Петр Яковлевич, автор нашумевших некогда «Философических писем», последние двадцать лет прожил почти безвыездно в Москве, ничем особенным себя не проявил, однако же до сих пор, и не без успеха, пользовался плодами той давней истории. Считалось в обществе, что все эти годы он, высочайше объявленный безумцем, оставался верен прежним принципам, продолжая искать истину вопреки официальному запрету, официальному мнению властей и вопреки даже самому существованию этих властей. Впрочем, насколько это было известно немногочисленным его друзьям, господин Чаадаев вовсе не желал для себя лично познания истины любой ценой и уж тем более — ценой своей головы. В своих занятиях он всегда соблюдал осторожность, а при необходимости даже заискивал перед властями предержащими, заверяя их в полной преданности и безобидности. Мало кто знал, между прочим, что еще в октябре 1837 года царь собственноручно наложил на доклад московского генерал-губернатора о прекращении принудительного лечения Чаадаева следующую резолюцию:
— Я даже и не пойму сразу, милостивый государь, сделали вы мне комплимент или попытались нанести оскорбление?

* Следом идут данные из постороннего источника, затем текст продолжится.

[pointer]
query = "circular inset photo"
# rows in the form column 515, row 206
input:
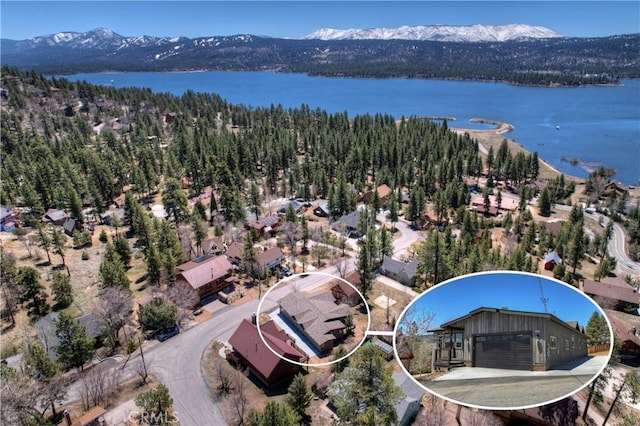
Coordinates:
column 503, row 340
column 312, row 319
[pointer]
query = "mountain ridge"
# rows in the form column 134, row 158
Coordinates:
column 537, row 61
column 453, row 33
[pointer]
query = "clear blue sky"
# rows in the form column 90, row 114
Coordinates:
column 295, row 19
column 516, row 291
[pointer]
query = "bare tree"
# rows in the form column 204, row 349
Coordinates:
column 184, row 235
column 434, row 411
column 414, row 324
column 341, row 267
column 99, row 386
column 291, row 232
column 114, row 307
column 20, row 398
column 239, row 397
column 185, row 298
column 223, row 376
column 629, row 390
column 142, row 369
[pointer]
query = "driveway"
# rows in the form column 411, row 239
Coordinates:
column 508, row 389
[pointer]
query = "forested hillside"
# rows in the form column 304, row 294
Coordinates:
column 53, row 157
column 557, row 61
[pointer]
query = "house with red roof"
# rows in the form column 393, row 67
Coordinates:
column 250, row 350
column 629, row 336
column 383, row 193
column 206, row 274
column 551, row 260
column 270, row 258
column 265, row 226
column 612, row 292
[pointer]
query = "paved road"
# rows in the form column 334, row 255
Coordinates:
column 616, row 247
column 500, row 388
column 407, row 235
column 177, row 361
column 509, row 392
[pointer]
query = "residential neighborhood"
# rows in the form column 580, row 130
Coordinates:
column 140, row 271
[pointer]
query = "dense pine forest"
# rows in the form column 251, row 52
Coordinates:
column 86, row 149
column 53, row 158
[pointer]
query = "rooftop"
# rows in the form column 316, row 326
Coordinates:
column 317, row 315
column 197, row 274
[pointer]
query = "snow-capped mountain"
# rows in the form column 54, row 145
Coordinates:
column 99, row 38
column 468, row 33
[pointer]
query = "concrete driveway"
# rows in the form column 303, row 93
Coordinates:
column 494, row 388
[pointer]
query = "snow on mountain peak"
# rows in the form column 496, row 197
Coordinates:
column 468, row 33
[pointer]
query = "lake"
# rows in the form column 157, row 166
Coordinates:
column 595, row 124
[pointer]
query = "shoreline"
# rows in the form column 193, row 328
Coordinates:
column 493, row 137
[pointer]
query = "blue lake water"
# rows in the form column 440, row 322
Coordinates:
column 596, row 124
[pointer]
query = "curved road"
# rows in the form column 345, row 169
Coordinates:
column 616, row 247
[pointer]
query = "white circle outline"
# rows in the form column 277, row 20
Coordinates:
column 321, row 364
column 506, row 272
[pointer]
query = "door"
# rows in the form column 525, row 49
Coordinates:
column 505, row 350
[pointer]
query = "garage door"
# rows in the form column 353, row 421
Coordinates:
column 509, row 350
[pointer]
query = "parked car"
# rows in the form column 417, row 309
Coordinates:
column 286, row 272
column 167, row 333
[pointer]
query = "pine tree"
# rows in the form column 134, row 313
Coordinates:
column 32, row 291
column 299, row 395
column 157, row 404
column 597, row 330
column 365, row 393
column 62, row 290
column 74, row 347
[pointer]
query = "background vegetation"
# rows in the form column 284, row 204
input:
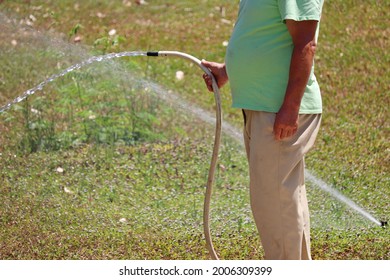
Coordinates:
column 98, row 166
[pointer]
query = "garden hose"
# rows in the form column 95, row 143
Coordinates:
column 213, row 164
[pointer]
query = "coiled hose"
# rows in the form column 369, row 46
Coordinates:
column 217, row 140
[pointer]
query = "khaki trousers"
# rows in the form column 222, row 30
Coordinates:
column 277, row 184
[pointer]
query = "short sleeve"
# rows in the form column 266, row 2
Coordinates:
column 300, row 9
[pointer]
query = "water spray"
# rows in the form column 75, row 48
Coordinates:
column 218, row 126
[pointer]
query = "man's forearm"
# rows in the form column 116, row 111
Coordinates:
column 300, row 69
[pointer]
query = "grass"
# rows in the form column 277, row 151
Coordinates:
column 97, row 167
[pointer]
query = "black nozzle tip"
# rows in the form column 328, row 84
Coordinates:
column 152, row 53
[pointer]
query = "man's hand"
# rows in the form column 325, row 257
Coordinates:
column 303, row 37
column 286, row 123
column 219, row 72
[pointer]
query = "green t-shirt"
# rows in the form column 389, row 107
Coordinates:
column 259, row 54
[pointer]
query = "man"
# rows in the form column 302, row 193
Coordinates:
column 269, row 64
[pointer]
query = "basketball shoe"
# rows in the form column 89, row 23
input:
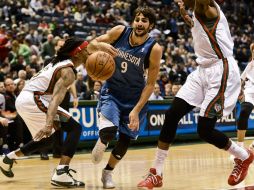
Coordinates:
column 98, row 151
column 6, row 166
column 63, row 178
column 107, row 180
column 251, row 147
column 240, row 169
column 152, row 180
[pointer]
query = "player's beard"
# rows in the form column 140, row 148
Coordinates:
column 140, row 34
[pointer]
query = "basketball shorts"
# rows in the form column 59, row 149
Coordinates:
column 111, row 112
column 33, row 108
column 213, row 89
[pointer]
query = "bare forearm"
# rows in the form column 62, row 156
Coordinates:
column 146, row 93
column 73, row 90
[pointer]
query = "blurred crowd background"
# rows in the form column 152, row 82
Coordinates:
column 31, row 29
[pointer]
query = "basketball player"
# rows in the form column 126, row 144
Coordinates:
column 38, row 105
column 247, row 100
column 124, row 96
column 214, row 87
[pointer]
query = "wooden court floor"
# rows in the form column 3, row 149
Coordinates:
column 188, row 167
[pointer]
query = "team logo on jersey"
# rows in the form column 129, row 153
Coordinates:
column 217, row 107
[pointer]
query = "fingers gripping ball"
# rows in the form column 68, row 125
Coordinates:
column 100, row 66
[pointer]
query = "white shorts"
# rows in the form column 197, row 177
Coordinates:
column 33, row 108
column 249, row 92
column 213, row 89
column 103, row 122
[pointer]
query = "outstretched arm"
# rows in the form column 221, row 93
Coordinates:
column 103, row 42
column 66, row 78
column 187, row 19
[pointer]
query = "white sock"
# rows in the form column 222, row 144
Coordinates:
column 160, row 157
column 252, row 144
column 241, row 144
column 61, row 167
column 238, row 151
column 12, row 155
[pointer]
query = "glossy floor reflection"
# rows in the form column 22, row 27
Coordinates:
column 189, row 166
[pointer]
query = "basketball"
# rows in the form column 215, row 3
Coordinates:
column 100, row 66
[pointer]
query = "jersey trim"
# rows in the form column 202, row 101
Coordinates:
column 44, row 109
column 123, row 32
column 146, row 60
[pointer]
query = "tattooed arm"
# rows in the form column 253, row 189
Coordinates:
column 66, row 78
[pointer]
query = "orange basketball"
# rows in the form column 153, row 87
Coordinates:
column 100, row 66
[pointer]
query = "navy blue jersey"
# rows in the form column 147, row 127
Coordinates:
column 128, row 81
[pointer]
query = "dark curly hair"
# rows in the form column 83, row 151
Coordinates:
column 147, row 12
column 64, row 52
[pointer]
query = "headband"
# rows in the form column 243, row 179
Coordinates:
column 79, row 48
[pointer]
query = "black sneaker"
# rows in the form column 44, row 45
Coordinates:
column 44, row 156
column 63, row 178
column 6, row 165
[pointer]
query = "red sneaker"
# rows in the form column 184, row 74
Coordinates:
column 240, row 169
column 152, row 180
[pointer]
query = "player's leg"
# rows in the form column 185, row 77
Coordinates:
column 6, row 162
column 242, row 123
column 123, row 142
column 173, row 115
column 35, row 120
column 220, row 101
column 62, row 176
column 117, row 154
column 108, row 119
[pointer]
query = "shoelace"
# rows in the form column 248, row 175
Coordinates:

Невзирая на то что Федор Иванович был значительно моложе собеседника, выглядели они почти одногодками: седые длинные волосы, высокий лоб и нездоровый цвет лица придавали облику Тютчева значительность. Разговаривал Тютчев протяжно и громко — отчеканивая, однако, при этом каждое свое слово так, будто слово это и было истиной в последней инстанции.
В годы юности его, как и многих людей поколения любомудров, отличала принципиальная сдержанность поведения и речи. Но вот к пятидесяти годам, как ни странно, характер Тютчева приобрел черты резкие, экспансивные, вовсе не свойственные, казалось бы, ни теперешнему его положению при дворе, ни достаточно зрелому возрасту.
Разумеется, Алексей Степанович Хомяков, друг студенческой юности Тютчева, не мог не заметить произошедшей в нем перемены и не раз имел возможность убедиться, что нетерпимость к поступкам и мнениям окружающих давно уже стала одною из отличительных черт Федора Ивановича.